On Romans, Holy Romans, and Byzantines



Clarity about the past is often sought by oversimplifying it. History is broken down into digestible chunks with neat borders and labels which, however useful, can sometimes be misleading. Dates which were hardly noticed at the time become watershed years, and epochs and ages are given names which would have been unrecognizable to those living during them. 

When national or imperial pride gets involved, the resulting propaganda usually muddies the water even further. The Middle Ages had two rival empires both claiming to be the true Roman Empire. For most of their history neither of them actually controlled Rome, yet both had claims on its legacy.  

The confusion stems from the third century AD when the Roman emperor, Diocletian, decided to split the old Roman Empire in half. The western half, with its capital in Italy, collapsed in the fifth century (the traditional date is 476), but the eastern portion survived until 1453 when a Turkish invasion and the guns of the modern world finally brought it down. 

Since the eastern half was centered on Constantinople, the old Greek city of Byzantium (modern day Istanbul), modern historians refer to it as ‘The Byzantine Empire’ or simply ‘Byzantium’.  Its location in the thoroughly hellenized east meant that Greek became the preferred language, so Byzantium is sometimes referred to as the Greek empire. Nonetheless, it is important to note that while it existed, both friends and enemies alike viewed it as Roman, and drew no artificial distinctions between the empire of Rome and that of Byzantium. 

The medieval competitor to the ‘Byzantine’ Empire arrived on Christmas Day in the year 800.  During a Mass in Rome, Pope Leo III (for political reasons of his own) placed a crown on the Frankish king Charlemagne’s head and named him Imperator Romanorum, announcing that the defunct Western Empire had been reborn. This version of the empire, however, which spanned both French and Germanic lands, was based in present day Germany and never completely controlled Italy.  Because of this, and in an attempt to simplify a complex series of events, most historians refer to Charlemagne’s coronation anachronistically as the start of the Holy Roman Empire or the German Empire.  Politically, Charlemagne’s state fell apart almost immediately, and when his direct line petered out in less than a century, the title of Roman Emperor soon followed it.
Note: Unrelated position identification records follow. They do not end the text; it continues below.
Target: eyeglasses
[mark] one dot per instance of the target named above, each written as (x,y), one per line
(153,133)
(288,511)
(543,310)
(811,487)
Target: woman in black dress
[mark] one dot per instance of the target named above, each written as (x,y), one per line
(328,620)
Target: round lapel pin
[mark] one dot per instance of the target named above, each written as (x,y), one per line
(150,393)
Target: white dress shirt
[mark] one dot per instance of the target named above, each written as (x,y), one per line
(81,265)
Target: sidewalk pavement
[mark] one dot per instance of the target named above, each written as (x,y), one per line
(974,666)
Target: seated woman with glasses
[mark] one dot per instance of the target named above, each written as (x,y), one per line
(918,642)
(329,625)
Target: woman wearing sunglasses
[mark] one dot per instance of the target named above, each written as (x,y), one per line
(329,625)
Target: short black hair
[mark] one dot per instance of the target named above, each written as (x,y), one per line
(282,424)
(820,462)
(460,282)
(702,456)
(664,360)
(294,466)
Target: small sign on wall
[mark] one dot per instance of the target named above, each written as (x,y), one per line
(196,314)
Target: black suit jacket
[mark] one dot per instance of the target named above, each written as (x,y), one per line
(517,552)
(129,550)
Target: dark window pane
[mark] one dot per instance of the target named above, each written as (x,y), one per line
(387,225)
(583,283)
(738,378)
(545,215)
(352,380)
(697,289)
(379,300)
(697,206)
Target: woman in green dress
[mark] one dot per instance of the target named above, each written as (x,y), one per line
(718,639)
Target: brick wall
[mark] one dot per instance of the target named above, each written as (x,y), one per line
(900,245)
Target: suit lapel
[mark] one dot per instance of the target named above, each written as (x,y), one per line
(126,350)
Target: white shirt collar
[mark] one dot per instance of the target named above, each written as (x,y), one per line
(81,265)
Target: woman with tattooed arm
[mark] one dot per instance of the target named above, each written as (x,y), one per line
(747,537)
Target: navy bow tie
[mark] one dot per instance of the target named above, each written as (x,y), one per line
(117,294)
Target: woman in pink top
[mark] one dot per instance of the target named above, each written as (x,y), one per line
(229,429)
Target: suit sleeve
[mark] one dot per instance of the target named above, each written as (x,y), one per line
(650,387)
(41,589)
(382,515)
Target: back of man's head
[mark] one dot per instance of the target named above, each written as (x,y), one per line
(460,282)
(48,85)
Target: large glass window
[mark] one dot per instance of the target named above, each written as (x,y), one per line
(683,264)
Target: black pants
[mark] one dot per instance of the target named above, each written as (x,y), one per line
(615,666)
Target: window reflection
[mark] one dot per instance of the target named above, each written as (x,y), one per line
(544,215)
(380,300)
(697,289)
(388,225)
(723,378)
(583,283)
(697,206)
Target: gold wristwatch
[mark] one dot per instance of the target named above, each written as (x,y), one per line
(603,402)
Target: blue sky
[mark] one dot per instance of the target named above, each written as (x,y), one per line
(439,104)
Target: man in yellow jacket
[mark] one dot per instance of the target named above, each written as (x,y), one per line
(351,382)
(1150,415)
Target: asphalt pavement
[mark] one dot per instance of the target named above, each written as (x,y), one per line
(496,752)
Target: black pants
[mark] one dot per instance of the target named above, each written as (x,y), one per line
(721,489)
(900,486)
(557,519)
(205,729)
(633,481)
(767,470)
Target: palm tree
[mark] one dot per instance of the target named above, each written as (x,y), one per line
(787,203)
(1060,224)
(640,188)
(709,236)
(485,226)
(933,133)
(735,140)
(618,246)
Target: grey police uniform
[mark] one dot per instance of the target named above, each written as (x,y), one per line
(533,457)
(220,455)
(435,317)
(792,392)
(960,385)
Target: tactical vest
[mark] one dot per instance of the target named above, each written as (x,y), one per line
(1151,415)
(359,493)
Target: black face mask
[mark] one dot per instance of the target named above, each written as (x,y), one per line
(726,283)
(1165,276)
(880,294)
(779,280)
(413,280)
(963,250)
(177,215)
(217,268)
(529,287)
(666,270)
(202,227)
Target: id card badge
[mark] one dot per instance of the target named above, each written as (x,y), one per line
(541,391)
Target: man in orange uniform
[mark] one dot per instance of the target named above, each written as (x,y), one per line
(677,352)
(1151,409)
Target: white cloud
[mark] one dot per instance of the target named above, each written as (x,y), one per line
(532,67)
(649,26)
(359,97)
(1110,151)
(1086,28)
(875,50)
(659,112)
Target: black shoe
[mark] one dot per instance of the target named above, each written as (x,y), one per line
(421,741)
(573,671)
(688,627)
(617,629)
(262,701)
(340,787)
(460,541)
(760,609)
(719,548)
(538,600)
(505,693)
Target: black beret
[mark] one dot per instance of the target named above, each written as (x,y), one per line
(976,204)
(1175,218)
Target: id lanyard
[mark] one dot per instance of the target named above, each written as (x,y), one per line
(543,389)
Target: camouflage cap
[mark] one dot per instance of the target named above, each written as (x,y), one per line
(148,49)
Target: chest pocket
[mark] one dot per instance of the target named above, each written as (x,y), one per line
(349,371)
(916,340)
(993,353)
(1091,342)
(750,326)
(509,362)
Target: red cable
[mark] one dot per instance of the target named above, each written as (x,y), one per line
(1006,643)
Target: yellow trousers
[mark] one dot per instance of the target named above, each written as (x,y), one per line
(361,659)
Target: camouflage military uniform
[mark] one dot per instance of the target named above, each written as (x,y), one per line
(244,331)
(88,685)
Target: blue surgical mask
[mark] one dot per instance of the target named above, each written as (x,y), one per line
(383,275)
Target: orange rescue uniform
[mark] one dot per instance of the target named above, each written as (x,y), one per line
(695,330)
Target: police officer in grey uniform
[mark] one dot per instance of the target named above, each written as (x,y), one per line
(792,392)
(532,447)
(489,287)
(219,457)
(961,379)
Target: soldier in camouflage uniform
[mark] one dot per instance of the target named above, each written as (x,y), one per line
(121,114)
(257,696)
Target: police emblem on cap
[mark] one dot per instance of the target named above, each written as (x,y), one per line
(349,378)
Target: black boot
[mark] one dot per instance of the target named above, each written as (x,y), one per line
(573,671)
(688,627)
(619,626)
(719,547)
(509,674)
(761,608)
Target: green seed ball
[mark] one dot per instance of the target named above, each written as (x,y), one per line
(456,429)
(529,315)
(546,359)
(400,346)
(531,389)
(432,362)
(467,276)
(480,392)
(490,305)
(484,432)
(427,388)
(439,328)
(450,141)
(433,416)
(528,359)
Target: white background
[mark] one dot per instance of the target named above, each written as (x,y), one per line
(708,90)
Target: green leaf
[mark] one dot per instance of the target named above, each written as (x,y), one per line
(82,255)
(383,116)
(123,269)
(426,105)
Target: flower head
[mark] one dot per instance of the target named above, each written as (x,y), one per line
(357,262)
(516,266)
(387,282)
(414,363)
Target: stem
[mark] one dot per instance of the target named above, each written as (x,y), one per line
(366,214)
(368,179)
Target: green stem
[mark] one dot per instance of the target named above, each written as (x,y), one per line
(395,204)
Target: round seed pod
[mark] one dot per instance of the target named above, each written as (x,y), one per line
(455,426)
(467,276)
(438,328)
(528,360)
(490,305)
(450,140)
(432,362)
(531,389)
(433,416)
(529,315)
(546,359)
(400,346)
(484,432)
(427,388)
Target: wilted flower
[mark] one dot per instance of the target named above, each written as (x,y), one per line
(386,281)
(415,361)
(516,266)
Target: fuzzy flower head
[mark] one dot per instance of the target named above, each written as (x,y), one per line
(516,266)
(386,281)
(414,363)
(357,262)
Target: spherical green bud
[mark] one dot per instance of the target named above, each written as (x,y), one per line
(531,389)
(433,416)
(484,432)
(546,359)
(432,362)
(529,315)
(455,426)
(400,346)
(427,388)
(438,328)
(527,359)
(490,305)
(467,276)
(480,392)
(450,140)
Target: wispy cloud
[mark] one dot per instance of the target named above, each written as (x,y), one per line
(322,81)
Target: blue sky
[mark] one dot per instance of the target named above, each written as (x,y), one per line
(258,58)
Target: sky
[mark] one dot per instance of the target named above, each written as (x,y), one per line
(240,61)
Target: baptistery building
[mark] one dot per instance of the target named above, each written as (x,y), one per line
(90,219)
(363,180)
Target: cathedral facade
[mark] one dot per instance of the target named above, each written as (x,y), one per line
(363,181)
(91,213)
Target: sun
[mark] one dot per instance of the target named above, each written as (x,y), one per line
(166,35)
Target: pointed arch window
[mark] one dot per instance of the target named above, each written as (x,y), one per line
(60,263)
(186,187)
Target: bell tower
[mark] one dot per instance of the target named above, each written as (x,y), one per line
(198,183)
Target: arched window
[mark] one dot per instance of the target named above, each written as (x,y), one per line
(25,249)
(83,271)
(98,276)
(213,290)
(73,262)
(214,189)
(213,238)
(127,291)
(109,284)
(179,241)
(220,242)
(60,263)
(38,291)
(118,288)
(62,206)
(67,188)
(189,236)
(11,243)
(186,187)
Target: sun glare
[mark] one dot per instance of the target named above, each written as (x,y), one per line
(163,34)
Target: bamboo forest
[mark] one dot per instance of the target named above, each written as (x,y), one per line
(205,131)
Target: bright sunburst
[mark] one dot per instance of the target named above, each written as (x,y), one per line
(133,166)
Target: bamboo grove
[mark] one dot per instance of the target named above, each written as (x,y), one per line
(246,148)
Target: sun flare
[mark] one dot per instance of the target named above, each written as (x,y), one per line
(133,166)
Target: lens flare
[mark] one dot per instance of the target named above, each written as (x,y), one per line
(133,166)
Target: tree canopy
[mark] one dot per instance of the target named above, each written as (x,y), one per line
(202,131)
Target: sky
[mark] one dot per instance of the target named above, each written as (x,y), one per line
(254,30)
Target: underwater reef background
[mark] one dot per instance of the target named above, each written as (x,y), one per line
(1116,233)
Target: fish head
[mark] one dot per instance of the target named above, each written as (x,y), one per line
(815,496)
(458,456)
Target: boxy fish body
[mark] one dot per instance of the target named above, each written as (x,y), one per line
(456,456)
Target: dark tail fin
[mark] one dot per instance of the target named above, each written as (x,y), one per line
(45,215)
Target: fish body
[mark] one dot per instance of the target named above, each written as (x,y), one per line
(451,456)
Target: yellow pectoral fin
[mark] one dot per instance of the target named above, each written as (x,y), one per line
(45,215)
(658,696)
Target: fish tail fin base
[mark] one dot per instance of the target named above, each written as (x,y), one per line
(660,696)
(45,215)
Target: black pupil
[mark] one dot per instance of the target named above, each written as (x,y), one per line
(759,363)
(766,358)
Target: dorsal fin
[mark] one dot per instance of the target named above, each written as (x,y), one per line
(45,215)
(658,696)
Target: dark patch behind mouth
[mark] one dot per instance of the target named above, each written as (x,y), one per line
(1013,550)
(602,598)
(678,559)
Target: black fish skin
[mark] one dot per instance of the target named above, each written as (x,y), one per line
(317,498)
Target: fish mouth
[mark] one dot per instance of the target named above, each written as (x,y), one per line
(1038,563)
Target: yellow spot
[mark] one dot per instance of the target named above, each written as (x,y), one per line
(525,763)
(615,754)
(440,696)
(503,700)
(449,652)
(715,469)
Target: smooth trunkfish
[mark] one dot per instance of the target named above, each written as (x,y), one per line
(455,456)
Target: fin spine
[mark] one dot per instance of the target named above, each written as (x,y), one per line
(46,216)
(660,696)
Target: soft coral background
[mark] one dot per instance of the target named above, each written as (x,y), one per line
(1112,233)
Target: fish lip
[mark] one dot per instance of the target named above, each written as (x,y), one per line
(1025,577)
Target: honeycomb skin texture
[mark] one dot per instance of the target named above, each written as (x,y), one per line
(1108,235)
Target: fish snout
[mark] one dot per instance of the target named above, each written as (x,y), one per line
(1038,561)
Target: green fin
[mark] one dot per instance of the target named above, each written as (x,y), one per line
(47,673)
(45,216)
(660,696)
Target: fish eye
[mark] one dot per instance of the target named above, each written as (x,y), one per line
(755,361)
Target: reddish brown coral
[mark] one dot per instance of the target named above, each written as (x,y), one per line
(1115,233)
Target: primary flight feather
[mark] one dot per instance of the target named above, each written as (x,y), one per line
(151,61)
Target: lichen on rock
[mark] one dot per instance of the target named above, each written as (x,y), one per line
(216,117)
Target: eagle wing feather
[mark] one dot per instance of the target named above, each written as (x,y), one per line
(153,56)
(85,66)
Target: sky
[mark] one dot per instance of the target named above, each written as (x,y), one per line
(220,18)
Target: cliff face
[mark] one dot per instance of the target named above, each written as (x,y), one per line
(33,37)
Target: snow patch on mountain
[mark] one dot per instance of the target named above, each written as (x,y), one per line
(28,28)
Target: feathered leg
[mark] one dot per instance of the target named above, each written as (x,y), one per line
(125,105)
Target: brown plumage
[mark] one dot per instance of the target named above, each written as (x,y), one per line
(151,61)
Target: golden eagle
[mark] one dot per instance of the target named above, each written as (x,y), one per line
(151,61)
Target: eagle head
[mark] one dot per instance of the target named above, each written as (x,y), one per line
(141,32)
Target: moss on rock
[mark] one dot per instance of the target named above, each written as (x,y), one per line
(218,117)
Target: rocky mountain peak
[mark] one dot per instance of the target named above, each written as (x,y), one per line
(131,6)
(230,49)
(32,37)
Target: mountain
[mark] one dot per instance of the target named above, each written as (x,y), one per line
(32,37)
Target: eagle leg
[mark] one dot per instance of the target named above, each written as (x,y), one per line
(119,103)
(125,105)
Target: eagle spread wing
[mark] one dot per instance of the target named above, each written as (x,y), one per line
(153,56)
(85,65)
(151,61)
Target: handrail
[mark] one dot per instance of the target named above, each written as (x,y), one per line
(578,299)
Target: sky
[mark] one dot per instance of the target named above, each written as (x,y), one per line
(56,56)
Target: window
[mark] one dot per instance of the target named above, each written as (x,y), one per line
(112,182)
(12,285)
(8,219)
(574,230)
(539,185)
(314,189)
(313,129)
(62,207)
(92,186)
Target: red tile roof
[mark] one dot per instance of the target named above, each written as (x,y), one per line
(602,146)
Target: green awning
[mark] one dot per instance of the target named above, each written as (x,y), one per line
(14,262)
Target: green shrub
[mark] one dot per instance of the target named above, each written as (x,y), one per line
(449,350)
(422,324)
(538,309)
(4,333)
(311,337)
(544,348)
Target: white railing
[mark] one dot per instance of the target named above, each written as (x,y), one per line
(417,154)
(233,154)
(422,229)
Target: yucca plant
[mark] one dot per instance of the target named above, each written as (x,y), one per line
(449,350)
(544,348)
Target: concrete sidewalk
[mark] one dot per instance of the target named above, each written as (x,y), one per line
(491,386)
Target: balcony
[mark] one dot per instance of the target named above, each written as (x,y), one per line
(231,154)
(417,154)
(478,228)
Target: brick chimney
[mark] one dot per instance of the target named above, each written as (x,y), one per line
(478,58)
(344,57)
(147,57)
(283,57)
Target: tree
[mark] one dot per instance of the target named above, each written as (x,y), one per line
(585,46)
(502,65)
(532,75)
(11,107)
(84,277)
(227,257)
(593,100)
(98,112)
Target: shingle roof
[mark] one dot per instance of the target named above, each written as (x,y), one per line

In 962 the German Otto I (a distant relative of Charlemagne) revived the title, and in 1157 his successor Frederick Barbarossa officially added the term sacrum (holy) to his title.   

This German-speaking, Holy Roman Empire may have been - as Voltaire put it – neither ‘holy’, nor ‘roman’, nor (since the emperor was elected) an ‘empire’ – but it was resilient. It survived until the nineteenth century when, in a fit of Enlightenment pique, Napoleon swept it away. 

For clarity’s sake I refer to the Greek-speaking eastern empire as ‘Byzantine’, and the German-speaking western one as ‘German’ throughout the book.